Mesmo com o volume de apoio, a instalação da comissão
segue incerta. O presidente da Câmara, Hugo Motta (Republicanos-PB), afirmou
que o pedido vai “entrar na fila”, e o presidente do Senado, Davi Alcolumbre
(União-AP), ainda não sinalizou respaldo público à proposta. Nos bastidores, a
avaliação é que o caso esbarra em interesses políticos e disputas internas que
podem adiar qualquer decisão.
Até agora, dois requerimentos foram protocolados e
um terceiro tenta reunir assinaturas suficientes.

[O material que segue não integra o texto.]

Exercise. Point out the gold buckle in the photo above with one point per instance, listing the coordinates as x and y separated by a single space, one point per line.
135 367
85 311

O deputado Rodrigo Rollemberg
(PSB-DF) quer investigar a relação entre o Banco Master e o BRB, enquanto o
bolsonarista Carlos Jordy (PL-RJ) articula uma CPMI com deputados e senadores
para apurar possíveis fraudes financeiras e prejuízos bilionários.
Além das denúncias envolvendo a instituição
financeira, o debate também ganhou contornos políticos ao incluir possíveis
conflitos de interesse ligados a ministros do STF, como Dias Toffoli e
Alexandre de Moraes. Apesar da pressão crescente, líderes do Congresso ainda
seguram o ritmo das investigações, alimentando críticas de que a maioria
favorável pode não ser suficiente para tirar a CPI do papel.